Today’s global economy is more volatile and complex than ever. With sustained inflation, declining real wages, more stringent sustainability regulations and evolving consumer needs, companies are facing margin pressure from all sides and must adapt to remain competitive. Despite growing demand for sustainable products and services, the current economic outlook is influencing consumers’ purchasing decisions and emphasises the need for economic resilience. As companies struggle with this multi-faceted challenge, a trade-off exists between investing in sustainability and achieving sufficient profit margins – this is what we call the margin growth paradox.’
‘A notable paradox emerges as companies strive to balance sustainability investments and margin growth’, explains PwC expert Jennifer Nelen. ‘While consumers claim to prefer sustainable products, they often choose affordability, convenience, and quality. This challenge is further complicated by increased costs for companies due to inflation and stricter environmental regulations. Companies poised for success are those that deeply understand customer behaviours and needs, and continuously adapt their commercial and operational approaches accordingly.’
‘Companies that have a detailed understanding of consumer behavior and needs and continuously adapt their commercial and operational approaches accordingly will be more successful than others in current market conditions.’
Jennifer Nelenpartner customer transformation at PwC NetherlandsOur 2024 Global Voice of the Consumer Survey indicates a strong consumer interest in sustainability, with the majority of consumers willing to pay above six percent (globally and in the Netherlands) for sustainable produced goods, particularly among younger demographics.
Jennifer Nelen: ‘This willingness-to-pay represents a potential for value creation, where consumers perceive the intrinsic benefits of sustainable goods as outweighing the cost. However, economic pressures such as inflation, which 64 percent of respondents (67 percent in the Netherlands) identify as their number one concern, contribute to the “green consumer paradox”.
In this paradox the intentions to buy sustainable products do not always translate into purchasing actions.

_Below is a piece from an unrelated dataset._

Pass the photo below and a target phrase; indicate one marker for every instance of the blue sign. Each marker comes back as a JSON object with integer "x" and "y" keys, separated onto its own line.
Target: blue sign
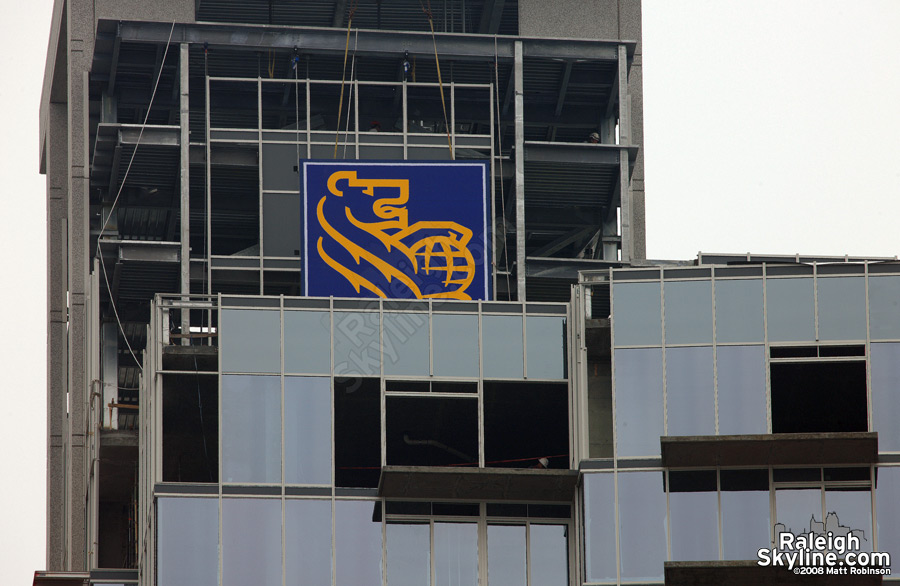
{"x": 398, "y": 229}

In fact, while 65 percent of consumers favour sustainable brands, only 26 percent make such purchases. Today’s consumers are prioritizing price, speed, value, and convenience over sustainability in their purchasing decisions.

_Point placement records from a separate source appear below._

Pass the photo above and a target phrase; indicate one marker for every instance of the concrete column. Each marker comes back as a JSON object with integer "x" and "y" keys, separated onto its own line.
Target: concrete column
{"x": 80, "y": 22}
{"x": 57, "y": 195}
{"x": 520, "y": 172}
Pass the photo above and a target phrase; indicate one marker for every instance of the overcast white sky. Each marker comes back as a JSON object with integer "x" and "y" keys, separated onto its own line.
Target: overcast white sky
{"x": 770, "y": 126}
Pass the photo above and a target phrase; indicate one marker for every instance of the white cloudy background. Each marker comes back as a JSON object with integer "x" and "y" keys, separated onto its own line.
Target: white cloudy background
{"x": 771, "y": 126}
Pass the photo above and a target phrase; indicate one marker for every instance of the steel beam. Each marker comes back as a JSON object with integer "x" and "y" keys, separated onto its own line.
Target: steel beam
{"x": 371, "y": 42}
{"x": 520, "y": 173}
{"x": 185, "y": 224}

As consumer preferences lean towards sustainability, companies are increasingly turning to climate-friendly investments, according to PwC’s 28th CEO Survey. Thirty-three percent of CEOs globally say revenue from sales of goods and services has increased as a result of these investments.
These efforts are intensified by stringent sustainability regulations like the CSRD and EUDR, pushing companies to integrate sustainability deeply into their operations. This transformation, however, comes with high costs in terms of time, money, and resources, especially when ensuring compliance and collaborating with suppliers to gather necessary sustainability metrics.
‘Moreover, the financial implications of sustainable production, exacerbated by inflation, leaves companies with increased costs', says Jennifer Nelen. ‘These costs must be balanced against the imperative to remain price-competitive in markets where consumers are increasingly value-conscious, all while sustaining margins. Consequently, companies are compelled to examine their cost structures and pricing strategies to find a balance that meets consumers expectations.’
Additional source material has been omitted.